The rankings, dubbed the European Innovation Scoreboard 2018, is published by the European Commission.
It assesses and compares countries for their research and innovation performance. It ranks all 28 EU member states and a select number of non-members.
The scoreboard was first introduced in 2010. This year’s edition found Ireland’s innovation performance improved 8.5% since 2010 while the whole bloc improved 5.8% overall.
The rankings rate countries under four categories: innovation leaders, strong innovators, moderate innovators and modest innovators.
Ireland, in ninth place, came in the strong innovators group.
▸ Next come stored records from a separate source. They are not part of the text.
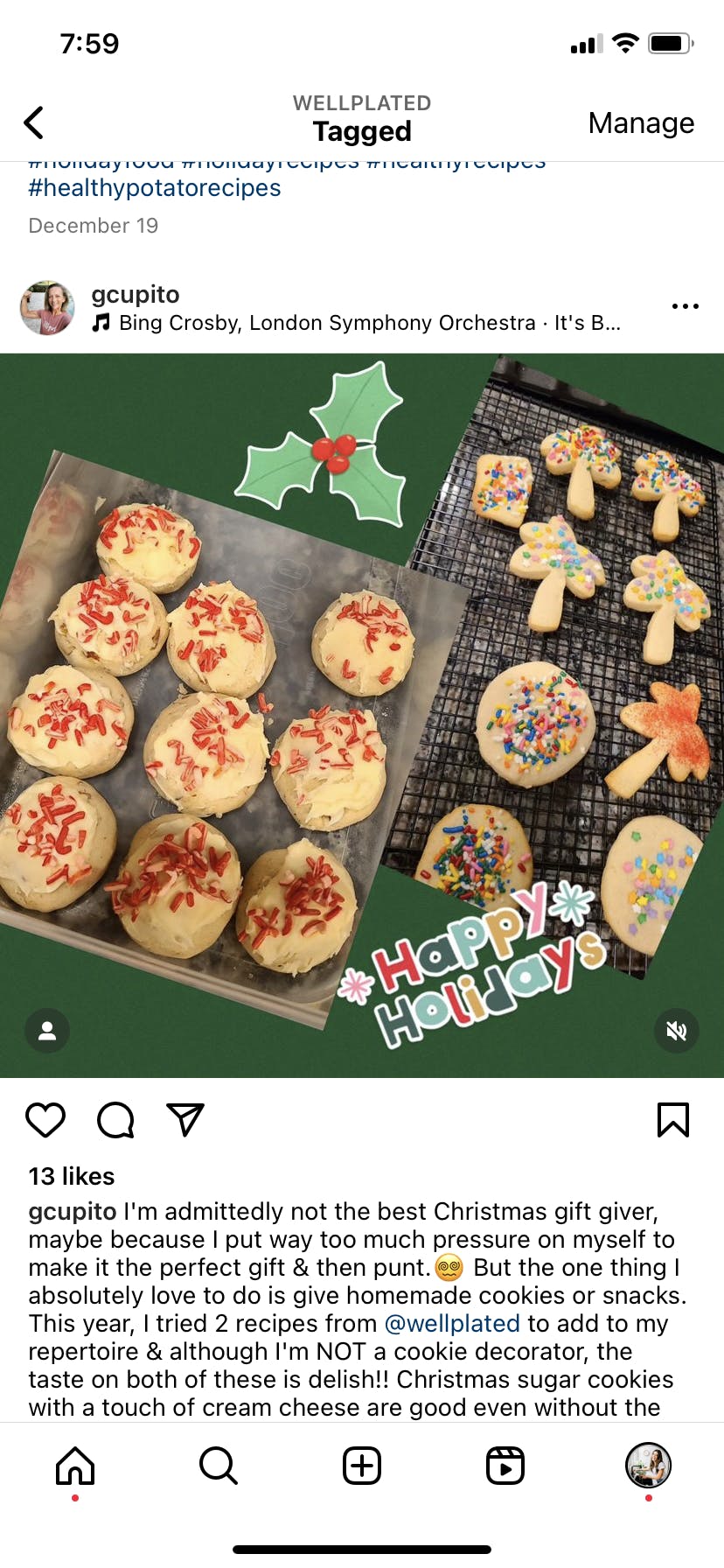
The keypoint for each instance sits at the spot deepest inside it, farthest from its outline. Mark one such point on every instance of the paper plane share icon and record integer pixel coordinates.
(188, 1116)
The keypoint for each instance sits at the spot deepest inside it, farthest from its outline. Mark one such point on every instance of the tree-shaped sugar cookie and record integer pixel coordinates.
(552, 552)
(672, 732)
(589, 457)
(660, 479)
(662, 590)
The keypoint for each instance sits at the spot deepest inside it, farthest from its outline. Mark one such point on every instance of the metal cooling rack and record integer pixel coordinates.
(573, 823)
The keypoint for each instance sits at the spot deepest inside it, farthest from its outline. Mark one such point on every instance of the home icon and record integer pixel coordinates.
(74, 1470)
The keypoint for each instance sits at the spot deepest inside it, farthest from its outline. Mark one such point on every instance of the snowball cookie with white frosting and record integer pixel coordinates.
(478, 853)
(59, 520)
(69, 720)
(178, 886)
(535, 724)
(219, 641)
(296, 908)
(644, 875)
(110, 623)
(364, 643)
(330, 767)
(55, 843)
(207, 753)
(150, 544)
(27, 601)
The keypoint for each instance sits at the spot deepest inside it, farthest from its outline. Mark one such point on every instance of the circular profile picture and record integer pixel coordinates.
(648, 1465)
(47, 308)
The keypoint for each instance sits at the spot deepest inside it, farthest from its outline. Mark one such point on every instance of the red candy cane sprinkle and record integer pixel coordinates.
(144, 526)
(174, 866)
(312, 899)
(67, 714)
(45, 833)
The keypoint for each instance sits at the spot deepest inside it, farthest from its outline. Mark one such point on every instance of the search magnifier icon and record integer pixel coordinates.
(217, 1465)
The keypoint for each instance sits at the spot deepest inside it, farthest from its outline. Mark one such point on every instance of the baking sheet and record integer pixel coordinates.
(295, 579)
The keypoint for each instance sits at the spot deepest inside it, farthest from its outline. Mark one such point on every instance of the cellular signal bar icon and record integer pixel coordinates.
(593, 46)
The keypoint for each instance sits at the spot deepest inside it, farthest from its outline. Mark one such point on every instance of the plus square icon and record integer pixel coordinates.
(362, 1466)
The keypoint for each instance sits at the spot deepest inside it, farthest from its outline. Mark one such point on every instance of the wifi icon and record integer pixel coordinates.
(625, 41)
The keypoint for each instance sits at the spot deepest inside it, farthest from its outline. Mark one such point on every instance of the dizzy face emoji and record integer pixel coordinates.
(449, 1267)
The scoreboard highlighted Ireland for its innovation in SMEs; employment impacts, where employment in “knowledge-intensive” areas and fast growing companies has increased; and sales impacts, which measures the economic impact of high-tech and innovative activities and exports.
Sweden topped this year’s rankings as an innovation leader.
Need to act
The government welcomed Ireland’s improved positioning on the scoreboard but acknowledged that work needed to be done to capitalise on it.
“We need to continue to build on this success and ensure that effort and investment in research, development and innovation is prioritised to realise our ambition of joining the ranks of the Innovation Leaders,” Minister for Training John Halligan said in a statement.
According to the European Commission, while EU member states are performing well on research, more needs to be done to turn that into further innovation.
Carlos Moedas, the Commissioner for Research, Science and Innovation, said the EU’s proposed €100 billion Horizon Europe fund programme will accelerate this process.
The proposed fund would come into effect with the EU’s next budget in 2021 and succeed the current Horizon 2020 programme.